Our latest Freakonomics Radio podcast is called “Do More Expensive Wines Taste Better?” It features some research presented by the American Association of Wine Economists, whose members include Karl Storchmann, managing editor of the group’s Journal of Wine Economics.
Storchmann wrote to us the other day about an interesting working paper the AAWE has just posted: “Women or Wine? Monogamy and Alcohol,” by Mara Squicciarini and Jo Swinnen. From the abstract:
Intriguingly, across the world the main social groups which practice polygyny do not consume alcohol. We investigate whether there is a correlation between alcohol consumption and polygynous/monogamous arrangements, both over time and across cultures. Historically, we find a correlation between the shift from polygyny to monogamy and the growth of alcohol consumption. Cross-culturally we also find that monogamous societies consume more alcohol than polygynous societies in the preindustrial world. We provide a series of possible explanations to explain the positive correlation between monogamy and alcohol consumption over time and across societies.
And the conclusion:
We provide several hypotheses to explain these observations. In pre-industrial societies we find that the correlation is related to the nature of the economy. Comparing hunting, gathering and fishing (HFG) societies that practice agriculture and animal husbandry we find that the former drink more alcohol and are more monogamous. The reason can be higher subsistence insecurity or less hierarchical and structured organization, that characterize HFG societies. On the one hand, there are relatively small differences among men in the control over crucial resources to support multiple women; on the other hand, they may consume a higher quantity of alcohol as a relief and as a way to get rid of their anxiety or to face less social constraints in their society. This relationship is particularly strong for indicators of excessive alcohol use (drunkenness). Lower income in HFG societies may have reduced average demand.

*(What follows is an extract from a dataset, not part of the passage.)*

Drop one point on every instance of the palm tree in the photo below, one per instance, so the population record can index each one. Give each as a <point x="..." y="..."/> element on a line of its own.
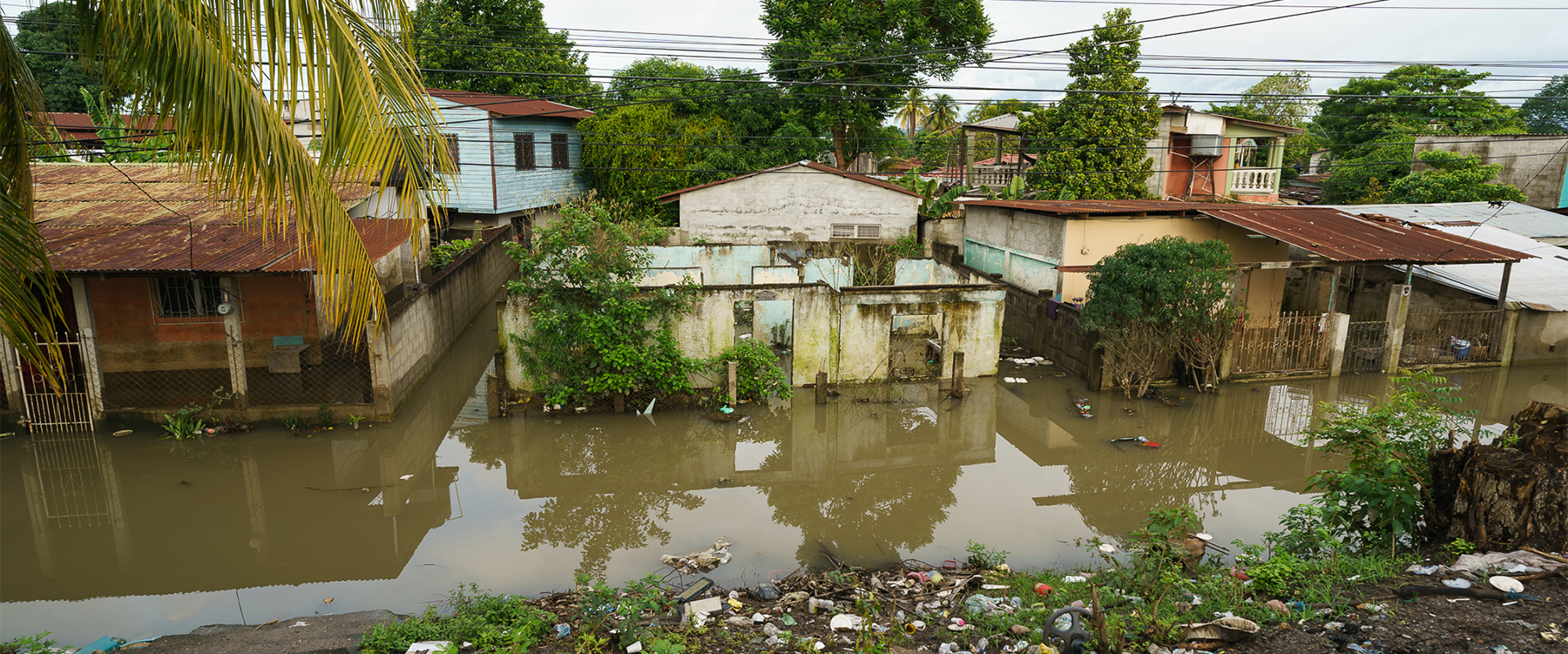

Historically, the global transition from polygynous to monogamous societies and the growth of alcohol consumption finds its basis in some crucial moments of the world history. The Greeks and Romans spread both formal monogamy and viticulture across the ancient world. With the decline of the Roman Empire, the Christian Church maintained and reinforced formal monogamy, albeit that effective polygyny remained widely practiced. At the same time monasteries became centers of brewing and winemaking techniques and spread viticulture around Europe. The industrial revolution brought about the major and definitive change towards effective monogamy and popularization of alcohol consumption. Both changes (in alcohol consumption and in marriage arrangements) were induced by changes in social structures, economic developments and technological innovations associated with the industrial revolution.
I wrote to Swinnen with a few questions; here are his answers.
What was your inspiration for this paper; i.e., where’d the idea even come from?
The inspiration came from a casual observation (over a glass of wine) that the two social/religious groups that do allow polygamy ((parts of) Mormonism and Islam) also do not consume alcohol. So we wondered whether this was a coincidence or not. We collected information on the historical evolution of both (mono/polygamy and alcohol use) and on cross-cultural/country evidence. We found that there is a positive correlation between alcohol consumption and monogamy both over time and across (pre-industrial) societies
Given the difficulty of the empirical work involved here, how confident are you in the conclusion?
I think we are pretty confident on the empirical correlations. Our explanation of why that is the case is a set of hypotheses, some of which we could test and some of which remain hypotheses because we did not find data to test them (so far — we keep thinking and looking).
Depending on your confidence: would you posit that alcohol consumption is a means of preserving monogamy in a culture that already practices it?
Our explanation/hypothesis in the paper is that the correlation is “spurious” in the sense that we do not find evidence/arguments for direct causality between both, but that other factors affect both alcohol consumption and the shift from polygamy to monogamy.
So when/if you pop a cork with your loved one this week to christen the New Year, you might want to ask yourself: do we drink because we’re monogamous, or are we monogamous because we drink?